The remaining genes do not have high cerebellar expression, and present no obvious features that would implicate them in the mechanism of SCA20. C11orf9, whose function is unknown, is not highly expressed in the cerebellum, although it is expressed in other regions of the brain, such as the brainstem and basal ganglia (18). FEN1 is an endonuclease that cleaves the 5′ end overhanging flap structure that is generated by displacement synthesis when DNA polymerase encounters the 5′ end of a downstream Okazaki fragment. FEN1 also possesses 5′ to 3′ exonuclease activity on nicked or gapped double-stranded DNA, and exhibits RNase H activity (20). Not much is known about C11orf10 (19), except that it is located immediately upstream of the FEN1 gene, but in the reverse orientation, with the 5′ ends overlapping. FTH1 stores iron in a soluble, non-toxic, readily available form and is important for iron homeostasis. FTH1 has ferroxidase activity. Iron is taken up in the ferrous form and deposited as ferric hydroxides after oxidation. Defects in ferritin proteins are associated with several neurodegenerative diseases. FADS1, FADS2 and FADS3 are fatty acid desaturases. Desaturase enzymes regulate desaturation of fatty acids through the introduction of double bonds between defined carbons of the fatty acyl chain. This cluster of fatty acid desaturases is thought to have arisen evolutionarily from gene duplication, based on the similar exon/intron of its constituent genes (21). RAB3IL1 (22) is a Ras-like GTPase that regulates synaptic vesicle exocytosis. RAB3IL1 is a physiologic guanine nucleotide exchange factor for Rab3A.

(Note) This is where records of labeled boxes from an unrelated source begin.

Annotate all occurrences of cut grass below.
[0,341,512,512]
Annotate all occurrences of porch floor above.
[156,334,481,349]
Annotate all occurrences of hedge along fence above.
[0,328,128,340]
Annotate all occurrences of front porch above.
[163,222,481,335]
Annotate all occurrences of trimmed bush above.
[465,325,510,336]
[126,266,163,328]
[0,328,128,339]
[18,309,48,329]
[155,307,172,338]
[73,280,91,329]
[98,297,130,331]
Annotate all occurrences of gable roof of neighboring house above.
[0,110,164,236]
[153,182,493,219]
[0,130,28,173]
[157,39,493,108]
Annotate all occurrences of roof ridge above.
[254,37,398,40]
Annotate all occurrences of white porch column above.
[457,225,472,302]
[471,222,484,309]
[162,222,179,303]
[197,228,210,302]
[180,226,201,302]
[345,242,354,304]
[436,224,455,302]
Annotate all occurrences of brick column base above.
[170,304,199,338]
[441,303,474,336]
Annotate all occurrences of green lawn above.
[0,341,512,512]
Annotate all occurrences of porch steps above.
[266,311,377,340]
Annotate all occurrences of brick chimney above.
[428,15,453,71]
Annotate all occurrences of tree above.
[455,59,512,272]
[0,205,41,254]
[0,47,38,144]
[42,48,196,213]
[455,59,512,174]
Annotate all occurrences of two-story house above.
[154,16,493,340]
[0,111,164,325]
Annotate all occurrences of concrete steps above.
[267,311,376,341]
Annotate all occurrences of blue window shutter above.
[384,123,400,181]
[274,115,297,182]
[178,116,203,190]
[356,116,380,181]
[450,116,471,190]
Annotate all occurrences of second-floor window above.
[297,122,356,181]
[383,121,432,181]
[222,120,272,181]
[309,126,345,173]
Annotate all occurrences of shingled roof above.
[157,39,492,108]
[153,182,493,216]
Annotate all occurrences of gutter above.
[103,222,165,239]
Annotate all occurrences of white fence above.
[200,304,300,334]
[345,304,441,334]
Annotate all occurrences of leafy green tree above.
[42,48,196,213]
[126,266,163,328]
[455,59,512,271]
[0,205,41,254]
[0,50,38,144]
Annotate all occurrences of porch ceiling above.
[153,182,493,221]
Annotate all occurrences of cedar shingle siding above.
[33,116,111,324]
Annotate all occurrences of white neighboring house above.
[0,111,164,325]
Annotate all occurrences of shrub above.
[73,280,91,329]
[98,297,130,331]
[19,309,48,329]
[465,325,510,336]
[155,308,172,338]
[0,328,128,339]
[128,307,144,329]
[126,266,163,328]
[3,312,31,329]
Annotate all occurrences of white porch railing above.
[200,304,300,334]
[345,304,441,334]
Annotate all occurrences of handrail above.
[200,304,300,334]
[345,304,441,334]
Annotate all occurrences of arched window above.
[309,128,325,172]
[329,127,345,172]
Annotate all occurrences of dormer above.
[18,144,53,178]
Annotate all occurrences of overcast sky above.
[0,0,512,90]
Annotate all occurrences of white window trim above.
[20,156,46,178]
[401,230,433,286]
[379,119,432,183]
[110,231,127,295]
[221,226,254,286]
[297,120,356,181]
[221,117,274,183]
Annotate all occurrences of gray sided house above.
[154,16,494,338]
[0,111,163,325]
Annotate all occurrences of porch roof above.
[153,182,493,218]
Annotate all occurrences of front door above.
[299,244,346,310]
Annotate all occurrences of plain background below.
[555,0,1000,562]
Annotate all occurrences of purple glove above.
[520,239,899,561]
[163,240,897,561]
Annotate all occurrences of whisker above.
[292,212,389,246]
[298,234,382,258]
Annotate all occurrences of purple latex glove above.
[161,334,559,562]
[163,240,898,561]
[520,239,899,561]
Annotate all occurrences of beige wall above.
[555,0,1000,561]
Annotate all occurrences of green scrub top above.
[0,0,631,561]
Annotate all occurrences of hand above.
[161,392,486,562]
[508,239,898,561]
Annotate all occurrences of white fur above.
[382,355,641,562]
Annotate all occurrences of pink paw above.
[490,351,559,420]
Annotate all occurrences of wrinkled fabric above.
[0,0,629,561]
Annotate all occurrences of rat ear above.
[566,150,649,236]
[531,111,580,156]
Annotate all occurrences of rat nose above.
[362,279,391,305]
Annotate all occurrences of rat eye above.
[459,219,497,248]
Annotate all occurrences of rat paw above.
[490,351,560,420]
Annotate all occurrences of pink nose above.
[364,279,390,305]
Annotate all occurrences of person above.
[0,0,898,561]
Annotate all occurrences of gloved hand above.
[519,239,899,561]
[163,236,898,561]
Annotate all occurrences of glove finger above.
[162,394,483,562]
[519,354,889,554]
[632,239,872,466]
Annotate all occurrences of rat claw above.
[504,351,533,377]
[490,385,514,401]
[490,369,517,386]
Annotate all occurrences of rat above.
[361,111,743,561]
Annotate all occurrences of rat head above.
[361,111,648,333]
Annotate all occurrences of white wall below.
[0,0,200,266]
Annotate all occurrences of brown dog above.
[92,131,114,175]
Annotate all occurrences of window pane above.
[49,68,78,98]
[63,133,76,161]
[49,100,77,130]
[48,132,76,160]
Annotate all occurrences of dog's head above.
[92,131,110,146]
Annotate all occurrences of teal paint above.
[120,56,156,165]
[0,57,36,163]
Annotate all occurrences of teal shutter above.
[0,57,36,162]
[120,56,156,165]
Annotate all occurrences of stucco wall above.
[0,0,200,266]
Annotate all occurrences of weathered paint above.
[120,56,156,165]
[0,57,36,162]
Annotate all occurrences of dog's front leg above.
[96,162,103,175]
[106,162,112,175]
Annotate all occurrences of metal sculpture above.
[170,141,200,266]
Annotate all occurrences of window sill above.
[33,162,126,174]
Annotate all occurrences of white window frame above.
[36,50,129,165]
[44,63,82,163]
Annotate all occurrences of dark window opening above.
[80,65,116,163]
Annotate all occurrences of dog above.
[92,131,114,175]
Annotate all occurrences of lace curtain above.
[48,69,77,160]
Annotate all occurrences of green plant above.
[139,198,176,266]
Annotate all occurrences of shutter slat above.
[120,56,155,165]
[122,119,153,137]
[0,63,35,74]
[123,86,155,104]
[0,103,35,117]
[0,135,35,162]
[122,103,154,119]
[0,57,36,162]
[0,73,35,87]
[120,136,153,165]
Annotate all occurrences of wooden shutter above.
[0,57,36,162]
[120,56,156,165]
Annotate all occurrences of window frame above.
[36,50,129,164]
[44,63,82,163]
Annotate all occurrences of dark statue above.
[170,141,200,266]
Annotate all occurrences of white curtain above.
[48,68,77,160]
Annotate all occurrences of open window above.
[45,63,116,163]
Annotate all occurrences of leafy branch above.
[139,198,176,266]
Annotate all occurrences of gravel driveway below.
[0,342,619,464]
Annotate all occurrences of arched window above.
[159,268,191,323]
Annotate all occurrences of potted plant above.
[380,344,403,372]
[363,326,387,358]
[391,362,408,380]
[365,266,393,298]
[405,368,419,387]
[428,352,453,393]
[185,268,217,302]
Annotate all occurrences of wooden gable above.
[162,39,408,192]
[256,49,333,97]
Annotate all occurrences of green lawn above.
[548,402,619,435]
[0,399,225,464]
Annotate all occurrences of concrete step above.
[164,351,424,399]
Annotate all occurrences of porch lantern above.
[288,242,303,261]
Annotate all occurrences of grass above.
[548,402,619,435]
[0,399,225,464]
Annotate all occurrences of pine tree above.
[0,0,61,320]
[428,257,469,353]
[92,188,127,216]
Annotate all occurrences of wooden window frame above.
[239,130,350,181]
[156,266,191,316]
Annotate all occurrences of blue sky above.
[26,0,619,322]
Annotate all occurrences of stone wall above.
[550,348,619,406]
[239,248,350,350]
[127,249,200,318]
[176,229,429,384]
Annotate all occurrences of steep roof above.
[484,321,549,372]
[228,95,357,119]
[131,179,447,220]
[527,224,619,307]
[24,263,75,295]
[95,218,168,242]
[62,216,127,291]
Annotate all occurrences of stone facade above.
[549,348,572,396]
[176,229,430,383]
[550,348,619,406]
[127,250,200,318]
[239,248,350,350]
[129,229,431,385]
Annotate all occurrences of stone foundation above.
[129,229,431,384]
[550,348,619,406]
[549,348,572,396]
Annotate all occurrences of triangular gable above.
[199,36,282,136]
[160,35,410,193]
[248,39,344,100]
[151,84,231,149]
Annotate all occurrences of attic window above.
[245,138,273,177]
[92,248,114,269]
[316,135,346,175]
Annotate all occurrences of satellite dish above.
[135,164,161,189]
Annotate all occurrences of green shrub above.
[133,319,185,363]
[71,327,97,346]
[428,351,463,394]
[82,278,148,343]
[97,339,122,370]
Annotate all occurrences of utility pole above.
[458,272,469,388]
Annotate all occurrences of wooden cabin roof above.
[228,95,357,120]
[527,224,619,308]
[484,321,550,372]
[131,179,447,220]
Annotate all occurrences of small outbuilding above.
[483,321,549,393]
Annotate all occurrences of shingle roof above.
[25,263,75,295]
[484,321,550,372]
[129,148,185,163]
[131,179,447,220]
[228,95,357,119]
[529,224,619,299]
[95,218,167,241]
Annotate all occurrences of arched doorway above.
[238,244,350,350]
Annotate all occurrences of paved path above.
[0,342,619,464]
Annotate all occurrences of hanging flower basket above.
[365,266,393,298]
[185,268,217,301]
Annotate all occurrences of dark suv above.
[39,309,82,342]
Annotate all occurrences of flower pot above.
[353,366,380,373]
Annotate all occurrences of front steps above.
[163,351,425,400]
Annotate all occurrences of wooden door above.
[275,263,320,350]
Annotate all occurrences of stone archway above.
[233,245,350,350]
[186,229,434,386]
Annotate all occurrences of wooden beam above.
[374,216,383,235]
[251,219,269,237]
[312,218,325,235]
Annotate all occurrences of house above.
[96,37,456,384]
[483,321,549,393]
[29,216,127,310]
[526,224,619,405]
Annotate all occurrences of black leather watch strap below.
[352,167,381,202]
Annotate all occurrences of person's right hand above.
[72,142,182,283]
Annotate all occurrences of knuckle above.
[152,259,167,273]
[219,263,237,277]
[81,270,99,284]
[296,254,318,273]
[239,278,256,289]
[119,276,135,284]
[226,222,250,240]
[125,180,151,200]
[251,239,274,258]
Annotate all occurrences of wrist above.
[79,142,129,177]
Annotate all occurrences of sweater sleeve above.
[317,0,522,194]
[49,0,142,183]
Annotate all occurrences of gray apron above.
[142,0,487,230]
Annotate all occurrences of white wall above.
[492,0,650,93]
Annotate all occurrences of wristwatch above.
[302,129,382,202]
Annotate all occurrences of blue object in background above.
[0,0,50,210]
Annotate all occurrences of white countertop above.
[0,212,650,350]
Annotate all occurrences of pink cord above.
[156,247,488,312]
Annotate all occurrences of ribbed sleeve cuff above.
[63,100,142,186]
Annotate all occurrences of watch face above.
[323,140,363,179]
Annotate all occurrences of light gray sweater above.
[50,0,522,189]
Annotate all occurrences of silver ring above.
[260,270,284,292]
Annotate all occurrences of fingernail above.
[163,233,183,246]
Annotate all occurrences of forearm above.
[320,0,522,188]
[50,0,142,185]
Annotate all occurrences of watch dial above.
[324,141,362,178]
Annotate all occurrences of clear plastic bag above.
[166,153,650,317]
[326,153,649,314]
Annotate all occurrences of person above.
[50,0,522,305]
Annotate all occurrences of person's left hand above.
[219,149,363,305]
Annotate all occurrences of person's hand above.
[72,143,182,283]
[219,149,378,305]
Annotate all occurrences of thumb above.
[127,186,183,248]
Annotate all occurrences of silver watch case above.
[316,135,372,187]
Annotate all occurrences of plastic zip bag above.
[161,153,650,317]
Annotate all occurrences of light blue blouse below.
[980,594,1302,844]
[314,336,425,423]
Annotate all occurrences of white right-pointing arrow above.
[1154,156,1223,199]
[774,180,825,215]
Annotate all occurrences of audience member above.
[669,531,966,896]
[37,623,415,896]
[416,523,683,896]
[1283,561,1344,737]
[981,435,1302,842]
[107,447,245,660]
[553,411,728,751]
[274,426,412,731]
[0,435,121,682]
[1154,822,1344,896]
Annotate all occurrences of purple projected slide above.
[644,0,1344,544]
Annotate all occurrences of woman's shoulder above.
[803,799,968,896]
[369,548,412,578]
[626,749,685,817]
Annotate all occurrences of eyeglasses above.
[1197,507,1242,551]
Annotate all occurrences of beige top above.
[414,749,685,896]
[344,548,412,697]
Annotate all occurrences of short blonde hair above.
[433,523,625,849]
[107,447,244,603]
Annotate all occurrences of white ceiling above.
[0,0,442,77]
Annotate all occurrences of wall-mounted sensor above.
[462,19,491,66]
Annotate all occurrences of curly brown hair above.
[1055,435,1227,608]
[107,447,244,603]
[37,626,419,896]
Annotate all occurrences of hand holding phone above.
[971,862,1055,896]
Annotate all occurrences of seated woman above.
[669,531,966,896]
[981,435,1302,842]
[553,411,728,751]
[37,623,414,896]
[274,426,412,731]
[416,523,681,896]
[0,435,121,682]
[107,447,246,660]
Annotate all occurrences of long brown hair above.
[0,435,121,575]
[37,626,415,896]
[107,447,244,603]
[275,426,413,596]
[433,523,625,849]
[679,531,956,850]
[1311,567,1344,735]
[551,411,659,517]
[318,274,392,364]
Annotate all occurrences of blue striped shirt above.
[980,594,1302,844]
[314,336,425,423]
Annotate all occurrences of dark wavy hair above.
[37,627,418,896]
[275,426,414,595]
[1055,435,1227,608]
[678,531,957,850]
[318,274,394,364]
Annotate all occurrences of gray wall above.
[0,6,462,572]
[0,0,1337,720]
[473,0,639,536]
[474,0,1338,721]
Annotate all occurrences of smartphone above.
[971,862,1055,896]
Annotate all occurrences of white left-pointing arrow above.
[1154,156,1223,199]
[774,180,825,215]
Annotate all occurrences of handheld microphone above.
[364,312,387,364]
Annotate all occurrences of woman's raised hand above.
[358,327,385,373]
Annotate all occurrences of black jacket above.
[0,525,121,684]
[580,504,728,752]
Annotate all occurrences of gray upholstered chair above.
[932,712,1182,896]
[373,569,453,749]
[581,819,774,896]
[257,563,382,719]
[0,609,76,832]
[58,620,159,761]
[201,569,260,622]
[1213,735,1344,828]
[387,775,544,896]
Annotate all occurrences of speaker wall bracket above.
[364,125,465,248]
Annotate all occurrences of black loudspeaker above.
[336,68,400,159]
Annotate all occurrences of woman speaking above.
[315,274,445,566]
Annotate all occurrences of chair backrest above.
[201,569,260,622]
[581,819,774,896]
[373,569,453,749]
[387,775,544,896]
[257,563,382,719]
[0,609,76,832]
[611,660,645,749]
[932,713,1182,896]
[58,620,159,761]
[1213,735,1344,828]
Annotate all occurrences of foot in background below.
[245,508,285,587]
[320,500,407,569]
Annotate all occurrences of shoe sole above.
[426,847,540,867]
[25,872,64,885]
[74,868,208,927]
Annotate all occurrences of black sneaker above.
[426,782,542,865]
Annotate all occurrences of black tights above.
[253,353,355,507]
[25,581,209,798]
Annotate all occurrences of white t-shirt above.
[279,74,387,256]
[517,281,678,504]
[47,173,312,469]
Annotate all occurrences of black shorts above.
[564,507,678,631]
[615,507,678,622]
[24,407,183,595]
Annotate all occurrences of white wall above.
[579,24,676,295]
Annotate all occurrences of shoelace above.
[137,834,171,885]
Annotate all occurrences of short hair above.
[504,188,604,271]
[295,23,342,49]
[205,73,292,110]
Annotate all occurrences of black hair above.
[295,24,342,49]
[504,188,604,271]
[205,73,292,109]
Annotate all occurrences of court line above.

If indeed the duplication is the cause of SCA20, then its discovery has enabled us to place SCA20 among other neurological diseases caused by chromosomal duplication (Charcot–Marie–Tooth disease type 1A being the classic example). Whether an extra copy of the DAGLA gene is sufficient, of itself, to determine the SCA20 phenotype, or whether involvement of other genes within or near the duplicated region is necessary for the disease, awaits clarification. Identification of additional SCA20 families, or other adults with interstitial cytogenetic duplication involving proximal 11q, who have had neurological evaluation and brain imaging, would be very useful in this regard. In the absence of such supportive evidence from other families, animal models with overexpression of DAGLA and other candidate genes in the segment may be needed to confirm the mechanism of the duplication.


Patient samples

Patient samples were collected as previously described (11).

SNP analysis

Structural alterations in genomic DNA were sought by SNP analysis. Two affected and two unaffected individuals from the original SCA20 pedigree were genotyped as per the manufacturer’s instructions, using the Infinium HumanHap550 SNP genotyping chips, which contain 555, 352 unique SNPs (Illumina Inc, San Diego, CA, USA). Data were collected on an Illumina BeadStation scanner, and genotypes generated from the genotyping module (v2.3.25, Illumina Inc). Signal intensities (log R ratio) and SNP B allele frequencies were assessed via the visualization tool in the BeadStudio package (Genome viewer), as outlined in Simon-Sanchez et al. (28). Allele frequencies (‘theta values’) were obtained for individual SNPs, and corrected for cluster position. These data then give the log R ratio, which is the log2 ratio of the observed normalized R value for each SNP, divided by the expected normalized R value for that SNP’s theta value.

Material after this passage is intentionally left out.